Personal information
- Born:: March 12, 1980 (age 45) Hartford, Connecticut, U.S.
- Height:: 5 ft 10 in (1.78 m)
- Weight:: 250 lb (113 kg)

Career information
- High school:: Bloomfield (Bloomfield, Connecticut)
- College:: South Carolina
- NFL draft:: 2003: 7th round, 229th pick

Career history
- San Diego Chargers (2003–2007); Denver Broncos (2008); Florida Tuskers (2009);

Career NFL statistics
- Rushing attempts:: 18
- Rushing yards:: 56
- Receptions:: 4
- Receiving yards:: 31
- Stats at Pro Football Reference

= Andrew Pinnock =

American football player (born 1980)

Andrew Pinnock (born March 12, 1980) is an American former professional football player who was a fullback in the National Football League (NFL).

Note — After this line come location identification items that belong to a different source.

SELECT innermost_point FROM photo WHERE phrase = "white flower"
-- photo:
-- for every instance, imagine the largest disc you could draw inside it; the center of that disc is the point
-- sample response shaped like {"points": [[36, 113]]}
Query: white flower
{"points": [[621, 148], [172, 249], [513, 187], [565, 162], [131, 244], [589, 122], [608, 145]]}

He played college football for the South Carolina Gamecocks and was selected by the San Diego Chargers in the seventh round of the 2003 NFL draft.

Pinnock also played for the Denver Broncos and Florida Tuskers.

==Early life==
Pinnock attended Bloomfield High School in Bloomfield, Connecticut, and was a letterman in football. As a senior, he was named the 1998 Mr. Football for the state of Connecticut, and also won All-State and All-District honors. 1998. While there, he was a teammate of the Indianapolis Colts defensive end, Dwight Freeney.

==College career==
Pinnock played college football at the University of South Carolina for legendary coach Lou Holtz where he was a standout running back/fullback from 1999-2003.

==Professional career==

===San Diego Chargers===
Pinnock was selected by the San Diego Chargers in the seventh round (229th overall) of the 2003 NFL draft. He then served as a special team player and backup to Pro Bowler Lorenzo Neal. He was released on September 1, 2008.

===Denver Broncos===
Pinnock was signed by the Denver Broncos on November 26, 2008. He was released on April 29, 2009.

===Florida Tuskers===
Pinnock played in six games, starting five, for the Florida Tuskers in 2009. He caught five passes for 17 yards and one touchdown and rushed four times for five yards and one touchdown. He also recorded one solo tackle and one assisted tackle.